Забыли братья свой обман, а Петенька помнил и про маму, и про шанежку, и про шкалик с молоком, и когда братья сморенно заснули под навесом, он вышел за ворота заимки и, подрубив ладошкой ослепляющий свет склонявшегося к вечеру солнца, потащился к желтой полосе, где и в самом деле жала рожь и вязала снопы его мать. Не ведала, не знала она, что явились самовольно на заимку ее сыновья-разбойники и младшенький к ней потопал. И притопал бы, да попал он в водомоину, что тянулась вдоль дороги. В рытвине той было мягко ногам - песок в ней и галька мелкая. Чем выше поднималась водомоина, тем уже и глубже делалась она, и по подмытому ли, обвалившемуся закрайку, по вешнему ли желобку, пробитому снеговицей к придорожной канаве, Петенька убрел от дороги. Не угодил он на расплеснувшуюся по горному склону полоску жита, где, до звона в голове пропеченная солнцем, оглохшая от усталости, хрустко резала серпом ржаные стебли его мать, а в узелке под кустиком и в самом деле хранилась припасенная Петеньке картовная шанежка и кринка пахучей лесной клубники, утром по росе набранная.
Скорей бы упряг одолеть, скорей бы солнце закатилось - и она с поля напрямки побежит в село через гору, гостинец ребятишкам принесет. То-то радости будет! Как-то они там, соловьи-разбойники? Не подожгли бы чего! В реке не утонули бы...
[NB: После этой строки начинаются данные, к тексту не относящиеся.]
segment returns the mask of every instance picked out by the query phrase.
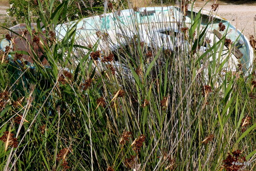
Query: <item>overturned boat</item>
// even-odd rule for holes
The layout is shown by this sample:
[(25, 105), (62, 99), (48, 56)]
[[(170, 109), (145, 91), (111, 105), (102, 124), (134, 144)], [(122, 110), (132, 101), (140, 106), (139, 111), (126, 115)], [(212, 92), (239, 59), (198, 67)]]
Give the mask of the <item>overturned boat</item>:
[[(36, 29), (36, 24), (31, 24), (31, 27)], [(223, 40), (225, 42), (223, 50), (217, 52), (216, 55), (220, 57), (221, 61), (228, 57), (226, 65), (223, 66), (223, 71), (234, 72), (240, 66), (244, 74), (247, 75), (252, 70), (253, 50), (246, 37), (228, 21), (204, 10), (188, 10), (184, 15), (180, 8), (170, 6), (112, 11), (57, 25), (55, 28), (57, 39), (63, 39), (72, 28), (75, 29), (75, 39), (79, 47), (92, 47), (97, 44), (97, 50), (106, 55), (129, 45), (135, 38), (143, 42), (143, 48), (162, 48), (172, 51), (179, 49), (187, 53), (200, 50), (201, 54), (206, 53), (206, 55), (213, 50), (215, 43)], [(21, 35), (26, 25), (19, 24), (10, 29)], [(28, 52), (30, 55), (24, 58), (29, 65), (33, 63), (33, 55), (28, 41), (10, 33), (14, 37), (13, 44), (4, 39), (1, 49), (5, 51), (6, 46), (11, 46), (14, 51)], [(27, 40), (31, 42), (29, 36), (27, 35)], [(188, 37), (193, 39), (193, 44), (189, 43)], [(86, 53), (90, 52), (90, 48), (82, 49)], [(41, 55), (39, 50), (36, 51), (39, 56)], [(78, 53), (75, 53), (76, 55)], [(212, 59), (210, 57), (208, 60)], [(73, 62), (79, 61), (74, 58)], [(47, 65), (48, 62), (43, 60), (42, 63)]]

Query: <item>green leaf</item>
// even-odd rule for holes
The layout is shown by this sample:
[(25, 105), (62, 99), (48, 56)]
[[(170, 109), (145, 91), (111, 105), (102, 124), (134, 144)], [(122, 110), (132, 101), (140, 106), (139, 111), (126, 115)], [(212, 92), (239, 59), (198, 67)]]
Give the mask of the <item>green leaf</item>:
[(154, 58), (154, 60), (150, 63), (150, 65), (148, 66), (148, 67), (147, 68), (147, 69), (146, 72), (146, 75), (145, 75), (145, 78), (147, 77), (147, 75), (148, 75), (148, 74), (150, 73), (150, 70), (151, 70), (151, 69), (152, 68), (152, 67), (153, 67), (153, 66), (156, 62), (156, 60), (158, 57), (161, 51), (162, 51), (162, 47), (163, 47), (163, 46), (162, 46), (161, 47), (159, 50), (157, 52), (157, 54), (156, 55), (156, 57), (155, 57), (155, 58)]
[(256, 123), (254, 123), (254, 124), (253, 124), (251, 127), (248, 128), (244, 133), (243, 133), (243, 134), (242, 134), (242, 135), (240, 136), (240, 137), (239, 137), (237, 142), (236, 142), (236, 144), (238, 144), (239, 142), (240, 142), (240, 141), (243, 138), (245, 137), (245, 136), (247, 136), (249, 134), (249, 133), (251, 132), (251, 131), (252, 131), (255, 128), (255, 127), (256, 127)]

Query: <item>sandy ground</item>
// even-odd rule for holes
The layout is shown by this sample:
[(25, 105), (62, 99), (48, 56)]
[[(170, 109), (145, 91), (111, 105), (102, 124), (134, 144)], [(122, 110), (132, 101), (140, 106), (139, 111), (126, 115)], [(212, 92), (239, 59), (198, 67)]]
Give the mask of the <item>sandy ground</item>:
[[(155, 6), (152, 1), (151, 0), (131, 0), (133, 5), (138, 7), (145, 6)], [(219, 7), (215, 13), (226, 19), (230, 21), (231, 24), (234, 25), (240, 31), (243, 31), (246, 37), (252, 35), (256, 37), (256, 0), (255, 3), (252, 4), (234, 5), (232, 3), (226, 3), (221, 1), (217, 1), (217, 4)], [(195, 6), (197, 7), (202, 8), (208, 1), (197, 1)], [(212, 1), (207, 3), (204, 7), (204, 9), (210, 11), (211, 5), (214, 1)], [(255, 19), (256, 20), (256, 19)]]
[[(151, 0), (132, 0), (132, 1), (134, 6), (139, 7), (155, 6)], [(195, 6), (201, 8), (204, 6), (206, 2), (197, 1), (195, 3)], [(204, 9), (208, 11), (210, 10), (211, 5), (213, 2), (211, 1), (207, 3), (204, 7)], [(231, 23), (240, 30), (243, 30), (247, 37), (250, 35), (256, 37), (256, 18), (254, 19), (254, 17), (256, 18), (256, 3), (253, 5), (233, 5), (218, 1), (217, 3), (220, 4), (219, 9), (216, 11), (218, 15), (230, 21)], [(6, 9), (8, 8), (9, 7), (6, 4), (0, 4), (0, 17), (4, 17), (6, 14)]]
[[(212, 3), (208, 3), (203, 9), (210, 11)], [(205, 3), (197, 1), (195, 4), (196, 7), (202, 8)], [(233, 5), (219, 2), (217, 4), (219, 4), (219, 6), (215, 12), (216, 14), (230, 21), (240, 31), (243, 30), (247, 37), (251, 35), (256, 35), (256, 4)]]

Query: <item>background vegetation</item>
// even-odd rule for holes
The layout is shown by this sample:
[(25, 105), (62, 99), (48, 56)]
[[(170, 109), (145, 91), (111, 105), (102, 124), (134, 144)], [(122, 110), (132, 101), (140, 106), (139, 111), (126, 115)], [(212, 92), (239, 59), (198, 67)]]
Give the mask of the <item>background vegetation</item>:
[[(245, 77), (238, 66), (223, 74), (217, 52), (224, 39), (212, 40), (206, 55), (196, 48), (209, 46), (204, 30), (183, 22), (190, 33), (170, 32), (180, 38), (175, 51), (148, 47), (137, 35), (111, 53), (99, 52), (97, 44), (75, 44), (75, 27), (55, 37), (57, 24), (86, 15), (73, 15), (73, 1), (56, 2), (38, 1), (42, 8), (32, 13), (20, 9), (31, 54), (1, 53), (0, 170), (229, 170), (230, 162), (245, 160), (253, 169), (255, 72)], [(45, 33), (38, 27), (32, 33), (32, 18)], [(36, 69), (20, 60), (25, 54), (34, 56)]]

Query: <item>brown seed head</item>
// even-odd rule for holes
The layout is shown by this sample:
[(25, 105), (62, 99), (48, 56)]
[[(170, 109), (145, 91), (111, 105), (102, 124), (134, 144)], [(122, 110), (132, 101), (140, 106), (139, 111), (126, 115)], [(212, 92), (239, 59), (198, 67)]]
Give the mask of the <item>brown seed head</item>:
[(19, 124), (22, 121), (22, 116), (17, 116), (14, 118), (14, 123)]
[(23, 56), (23, 54), (22, 54), (20, 53), (15, 53), (15, 54), (14, 55), (14, 60), (22, 60)]
[(211, 40), (208, 37), (205, 38), (205, 42), (207, 44), (210, 44), (211, 42)]
[(93, 82), (92, 79), (90, 78), (84, 81), (84, 83), (81, 84), (81, 87), (82, 88), (83, 91), (85, 91), (88, 89), (88, 88), (91, 86), (91, 84)]
[(152, 51), (149, 51), (148, 52), (147, 52), (147, 53), (146, 53), (146, 57), (147, 58), (150, 58), (152, 56), (153, 56), (153, 54), (152, 54)]
[(140, 148), (142, 146), (145, 139), (146, 137), (142, 134), (140, 136), (136, 138), (132, 144), (133, 149), (137, 153), (140, 152)]
[(160, 105), (161, 107), (162, 107), (162, 109), (163, 109), (167, 107), (167, 104), (166, 104), (167, 100), (167, 97), (164, 97), (163, 99), (161, 100)]
[(100, 105), (103, 108), (105, 108), (106, 104), (106, 101), (104, 99), (104, 97), (101, 97), (96, 100), (97, 104)]
[(10, 34), (7, 34), (5, 35), (5, 38), (7, 40), (11, 40), (12, 39), (12, 37), (10, 35)]
[(150, 102), (148, 101), (148, 100), (147, 100), (147, 99), (144, 99), (142, 102), (142, 104), (141, 104), (141, 107), (145, 108), (148, 104), (150, 104)]
[(9, 53), (12, 49), (12, 48), (9, 46), (6, 46), (5, 49), (6, 53)]
[(111, 71), (111, 74), (112, 75), (115, 75), (115, 74), (116, 73), (116, 69), (113, 66), (112, 66), (111, 64), (109, 64), (106, 66), (106, 67), (110, 70), (110, 71)]
[(50, 40), (52, 41), (55, 40), (55, 33), (54, 31), (50, 31), (49, 32)]
[(213, 4), (211, 5), (211, 9), (214, 10), (214, 11), (216, 11), (217, 10), (218, 7), (219, 7), (219, 4)]
[(97, 51), (96, 52), (93, 52), (90, 54), (91, 57), (94, 60), (97, 60), (100, 57), (100, 51)]
[(98, 37), (98, 38), (100, 38), (101, 37), (101, 32), (99, 30), (97, 31), (96, 32), (96, 36)]
[(232, 44), (232, 41), (228, 38), (226, 38), (225, 39), (225, 46), (226, 47), (228, 47), (230, 45), (231, 45)]
[(0, 93), (0, 101), (8, 100), (9, 99), (9, 92), (7, 91)]
[(208, 85), (204, 85), (203, 87), (203, 95), (205, 95), (205, 94), (208, 94), (209, 93), (212, 92), (211, 90), (211, 87)]
[(225, 29), (226, 29), (226, 26), (223, 24), (222, 23), (220, 23), (219, 24), (219, 30), (220, 31), (223, 31), (225, 30)]
[(113, 10), (114, 9), (114, 6), (113, 5), (113, 4), (111, 3), (108, 3), (108, 8), (109, 8), (111, 10)]
[(111, 53), (109, 56), (104, 56), (102, 60), (102, 62), (111, 62), (114, 60), (114, 54)]
[[(115, 94), (117, 93), (117, 92), (116, 92)], [(122, 89), (120, 90), (119, 92), (118, 93), (118, 95), (117, 95), (117, 97), (122, 97), (124, 96), (124, 94), (125, 94), (125, 92), (124, 92), (123, 90)]]
[(142, 75), (142, 70), (140, 69), (140, 68), (137, 68), (136, 70), (135, 70), (135, 72), (136, 73), (136, 74), (138, 75)]
[(46, 124), (44, 124), (42, 126), (40, 126), (40, 131), (41, 131), (41, 133), (42, 133), (42, 134), (45, 134), (45, 132), (46, 131)]

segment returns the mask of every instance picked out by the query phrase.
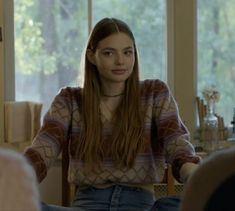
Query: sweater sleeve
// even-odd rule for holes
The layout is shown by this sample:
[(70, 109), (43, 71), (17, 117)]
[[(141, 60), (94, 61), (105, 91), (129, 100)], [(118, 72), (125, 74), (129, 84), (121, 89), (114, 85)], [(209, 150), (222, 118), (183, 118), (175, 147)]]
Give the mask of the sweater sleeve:
[(179, 116), (178, 106), (168, 86), (162, 82), (160, 87), (154, 106), (158, 141), (162, 143), (166, 161), (172, 165), (174, 177), (180, 181), (182, 165), (186, 162), (199, 163), (200, 157), (189, 141), (189, 131)]
[(69, 88), (61, 89), (45, 114), (32, 145), (25, 149), (24, 155), (34, 167), (39, 182), (46, 177), (48, 168), (69, 139), (71, 111)]

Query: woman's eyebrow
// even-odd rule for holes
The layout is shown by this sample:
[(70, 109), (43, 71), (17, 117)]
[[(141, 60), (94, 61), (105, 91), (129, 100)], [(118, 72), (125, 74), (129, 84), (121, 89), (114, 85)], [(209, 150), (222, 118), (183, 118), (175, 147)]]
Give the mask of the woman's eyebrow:
[[(134, 49), (134, 47), (132, 46), (127, 46), (125, 48), (123, 48), (123, 50), (129, 50), (129, 49)], [(111, 51), (115, 51), (117, 50), (116, 48), (112, 48), (112, 47), (104, 47), (104, 48), (100, 48), (100, 50), (111, 50)]]

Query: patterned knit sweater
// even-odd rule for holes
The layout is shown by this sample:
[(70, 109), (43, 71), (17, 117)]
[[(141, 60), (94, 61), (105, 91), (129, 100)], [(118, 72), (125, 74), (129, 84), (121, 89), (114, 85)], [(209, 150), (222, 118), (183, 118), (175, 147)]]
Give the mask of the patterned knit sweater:
[[(198, 163), (200, 158), (189, 142), (188, 130), (180, 119), (167, 85), (160, 80), (145, 80), (140, 82), (140, 86), (146, 147), (137, 155), (131, 169), (116, 169), (111, 159), (105, 159), (99, 171), (84, 171), (83, 163), (74, 155), (81, 126), (81, 88), (66, 87), (55, 97), (32, 146), (25, 151), (39, 181), (43, 180), (66, 145), (69, 146), (70, 157), (68, 179), (78, 186), (159, 183), (163, 179), (166, 162), (172, 164), (173, 174), (180, 181), (181, 166), (185, 162)], [(109, 129), (111, 127), (105, 127), (105, 139), (109, 139)]]

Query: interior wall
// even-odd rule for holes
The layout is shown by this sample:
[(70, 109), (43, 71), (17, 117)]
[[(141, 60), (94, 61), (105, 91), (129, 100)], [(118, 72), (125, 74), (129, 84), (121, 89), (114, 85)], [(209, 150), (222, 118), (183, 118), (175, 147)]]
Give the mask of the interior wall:
[(43, 202), (61, 205), (62, 175), (60, 160), (57, 160), (49, 169), (46, 178), (39, 185), (39, 190)]

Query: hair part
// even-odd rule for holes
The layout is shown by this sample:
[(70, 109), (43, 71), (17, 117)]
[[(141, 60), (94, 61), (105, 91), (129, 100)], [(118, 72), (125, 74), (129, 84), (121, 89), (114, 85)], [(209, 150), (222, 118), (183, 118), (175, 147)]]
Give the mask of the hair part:
[[(131, 168), (138, 152), (143, 149), (143, 117), (140, 104), (139, 62), (135, 39), (129, 26), (115, 18), (104, 18), (92, 30), (86, 50), (96, 51), (98, 43), (106, 37), (126, 33), (133, 41), (135, 63), (133, 72), (126, 80), (123, 99), (114, 118), (115, 130), (111, 148), (104, 151), (102, 122), (100, 117), (101, 81), (96, 66), (85, 56), (84, 85), (81, 103), (82, 130), (76, 156), (90, 168), (100, 166), (104, 157), (110, 155), (117, 167)], [(120, 121), (121, 119), (121, 121)], [(109, 150), (107, 152), (107, 150)], [(98, 164), (98, 165), (97, 165)]]

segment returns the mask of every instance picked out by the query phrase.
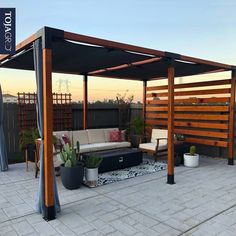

Обычные крестьянские думы и тревоги, укорачивающие знойный день, скрашивающие нудь однообразного нелегкого труда.
Нет, не предсказывало материнское сердце беды. Глохнут, притупляются чувства и предчувствия у тяжко уставшего человека. Лишь праздным людям снятся диковинные сны и мучают их сладкие, загадочные или тревожные предчувствия.